Background Facts
1. International Naturopathis Bio-Tech (M) Sdn Bhd (“the Taxpayer”) was involved in naturopathic medicine, which bought six different shop lot units (3 shoplots in Block A and 3 shoplots in Block B) (“Properties”).
2. The delivery of vacant possession of the Properties was made in August 2010 and the Taxpayer sold the Properties respectively in June 2011 and August 2011.
3. The Director of Inland Revenue (“DGIR”) in 2014 raised a notice of assessment in respect of the disposal of the properties amounting to RM543,906 for the year of assessment 2011.
4. The issue in dispute was whether the disposal of the properties was subject to RPGT or income tax.

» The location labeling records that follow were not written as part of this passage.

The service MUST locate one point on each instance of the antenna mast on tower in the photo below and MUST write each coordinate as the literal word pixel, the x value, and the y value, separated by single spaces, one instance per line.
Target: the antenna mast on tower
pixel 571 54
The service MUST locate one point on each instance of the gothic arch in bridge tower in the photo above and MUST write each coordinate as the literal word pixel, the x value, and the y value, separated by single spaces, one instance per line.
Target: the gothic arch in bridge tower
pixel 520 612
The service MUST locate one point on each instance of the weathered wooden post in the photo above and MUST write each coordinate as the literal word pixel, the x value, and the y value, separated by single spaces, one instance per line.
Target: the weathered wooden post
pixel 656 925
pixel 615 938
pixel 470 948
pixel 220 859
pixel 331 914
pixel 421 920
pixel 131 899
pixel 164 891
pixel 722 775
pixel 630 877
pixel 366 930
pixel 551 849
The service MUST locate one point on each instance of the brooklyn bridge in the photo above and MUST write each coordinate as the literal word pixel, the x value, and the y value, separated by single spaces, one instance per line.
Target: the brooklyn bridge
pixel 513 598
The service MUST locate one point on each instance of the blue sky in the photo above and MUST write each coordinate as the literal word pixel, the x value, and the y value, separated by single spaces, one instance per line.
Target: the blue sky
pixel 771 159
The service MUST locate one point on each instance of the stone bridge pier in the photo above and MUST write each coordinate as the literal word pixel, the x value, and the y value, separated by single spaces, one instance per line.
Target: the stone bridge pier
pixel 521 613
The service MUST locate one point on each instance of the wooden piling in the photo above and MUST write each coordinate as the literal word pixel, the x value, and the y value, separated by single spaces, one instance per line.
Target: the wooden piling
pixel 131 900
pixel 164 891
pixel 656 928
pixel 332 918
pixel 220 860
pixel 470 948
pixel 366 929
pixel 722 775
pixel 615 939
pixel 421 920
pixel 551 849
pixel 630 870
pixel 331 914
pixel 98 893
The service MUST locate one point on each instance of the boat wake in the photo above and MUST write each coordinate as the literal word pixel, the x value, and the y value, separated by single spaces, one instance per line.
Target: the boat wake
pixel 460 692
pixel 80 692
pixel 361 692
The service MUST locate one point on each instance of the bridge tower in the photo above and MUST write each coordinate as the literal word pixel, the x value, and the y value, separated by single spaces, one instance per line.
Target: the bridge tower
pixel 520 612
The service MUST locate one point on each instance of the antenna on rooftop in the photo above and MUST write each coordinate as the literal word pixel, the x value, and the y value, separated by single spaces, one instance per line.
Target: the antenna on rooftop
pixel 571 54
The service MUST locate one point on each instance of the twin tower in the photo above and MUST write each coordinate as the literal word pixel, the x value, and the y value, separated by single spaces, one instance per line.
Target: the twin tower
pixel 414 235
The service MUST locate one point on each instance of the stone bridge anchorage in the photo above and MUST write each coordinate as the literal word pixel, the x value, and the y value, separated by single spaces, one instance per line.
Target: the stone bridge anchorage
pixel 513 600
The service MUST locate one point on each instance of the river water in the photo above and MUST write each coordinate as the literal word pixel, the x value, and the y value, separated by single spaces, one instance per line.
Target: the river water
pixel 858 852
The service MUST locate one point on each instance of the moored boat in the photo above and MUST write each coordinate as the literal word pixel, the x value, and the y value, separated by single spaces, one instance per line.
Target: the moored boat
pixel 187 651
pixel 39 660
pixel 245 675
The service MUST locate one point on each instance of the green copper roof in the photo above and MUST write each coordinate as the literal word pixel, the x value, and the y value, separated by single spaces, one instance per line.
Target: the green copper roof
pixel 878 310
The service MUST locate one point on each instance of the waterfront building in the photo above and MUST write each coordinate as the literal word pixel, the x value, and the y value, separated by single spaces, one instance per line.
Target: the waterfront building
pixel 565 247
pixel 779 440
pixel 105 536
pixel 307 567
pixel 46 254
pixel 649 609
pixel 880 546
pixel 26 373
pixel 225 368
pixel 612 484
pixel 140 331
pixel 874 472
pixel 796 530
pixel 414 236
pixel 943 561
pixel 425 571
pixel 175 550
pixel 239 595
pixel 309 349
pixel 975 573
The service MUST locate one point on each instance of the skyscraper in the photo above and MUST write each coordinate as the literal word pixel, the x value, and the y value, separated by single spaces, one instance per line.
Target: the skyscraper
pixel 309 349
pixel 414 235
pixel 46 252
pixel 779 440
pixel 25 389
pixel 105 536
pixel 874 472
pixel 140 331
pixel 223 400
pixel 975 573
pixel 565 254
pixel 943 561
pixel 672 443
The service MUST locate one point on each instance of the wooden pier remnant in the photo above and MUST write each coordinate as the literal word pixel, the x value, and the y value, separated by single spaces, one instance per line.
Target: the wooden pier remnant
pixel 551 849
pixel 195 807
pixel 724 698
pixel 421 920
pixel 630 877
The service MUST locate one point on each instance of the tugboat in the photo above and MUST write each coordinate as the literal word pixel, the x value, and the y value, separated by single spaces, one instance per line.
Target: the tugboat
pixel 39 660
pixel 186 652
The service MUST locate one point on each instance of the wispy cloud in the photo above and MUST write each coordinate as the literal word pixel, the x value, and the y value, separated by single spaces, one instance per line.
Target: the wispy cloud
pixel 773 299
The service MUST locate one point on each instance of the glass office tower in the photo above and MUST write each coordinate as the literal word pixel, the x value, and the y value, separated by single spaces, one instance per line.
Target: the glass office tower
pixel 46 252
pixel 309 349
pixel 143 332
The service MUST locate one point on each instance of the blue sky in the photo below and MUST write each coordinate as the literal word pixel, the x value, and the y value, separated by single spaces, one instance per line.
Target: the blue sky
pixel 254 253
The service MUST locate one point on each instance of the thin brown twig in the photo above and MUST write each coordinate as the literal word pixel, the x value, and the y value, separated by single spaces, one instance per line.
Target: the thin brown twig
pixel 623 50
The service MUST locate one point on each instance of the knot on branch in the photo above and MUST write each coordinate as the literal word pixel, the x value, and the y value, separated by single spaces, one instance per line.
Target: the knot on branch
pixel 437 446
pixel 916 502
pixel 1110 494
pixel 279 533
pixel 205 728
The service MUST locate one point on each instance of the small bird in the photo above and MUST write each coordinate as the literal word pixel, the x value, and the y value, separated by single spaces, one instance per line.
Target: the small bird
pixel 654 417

5. The Special Commissioner of Income Tax (“SCIT”) and the High Court (“HC”) held that the disposal of the properties was subject to income tax. Being dissatisfied, the Taxpayer filed the appeal to the CoA.
Decision
6. The CoA confirmed the decision of the SCIT and HC and held that, amongst others, the disposal of the Properties subject to income tax and not RPGT as:
a) the Properties were sold within a short period of time (i.e. 6 months and 12 months after delivery of vacant possession;
b) no effort was done to look for a tenant;
c) disposal of the Properties was not undertaken to help pay for the Taxpayer’s medical bills;
d) the intention of buying the Properties is to trade as (i) the purchase of the Properties was financed by the loans taken by a director and not the Taxpayer; and (ii) the Properties located at a strategic business location area;
e) the Taxpayer gave no evidence of a change in the ‘intention’;
f) the Taxpayer face no difficulty in selling the Properties within such short period of time; and
g) accounting evidence is not conclusive.
Comments
This is a classic RPGT vs income tax case. For decades, taxpayers have been in tug-of-war with the DGIR in determining whether a disposal of a real property is subject to income tax or RPGT.
In this case, the CoA succinctly laid down the following badges of trade:
i. Intention or the motive of the purchase of the property which is subsequently disposed of;
ii. Subject matter/nature of the asset disposed of;
iii. Interval of time between purchase and sale/Length of period of ownership;
iv. Number or frequency of transactions;
v. Changes made to the asset would make it more saleable;
vi. The circumstances responsible for the realisation of the property;
vii. Method of finance for the purchase of the property;
viii. Existence of similar trading transactions or interests; and
ix. The way the sale or disposal was carried out.
Notably, CoA also made the following key observations on the application of the badges of trade:
a) these badges are merely a guide which assists the deliberation as to whether a set of facts and circumstances would constitute a trade or an adventure in the nature of trade;
b) no one single badge of trade is usually conclusive or determinative;
c) it is also not uncommon that the application of one badge may lead to one answer but that of another results in another, potentially contradictory conclusion;
d) deliberation involves the interplay of the combination of the various badges of trade, and the weight attached to each badge of trade will depend on the precise circumstances of the case; and
e) it is also fair to say that the more badges of trade can be fastened on a transaction making it more likely that the transaction will be construed as a trade and thus subject to income tax.
This case serves as good guidance in applying the badges of trade and understanding the interaction between these badges. Remember, no one single badge of trade is conclusive and accounting evidence itself is not conclusive.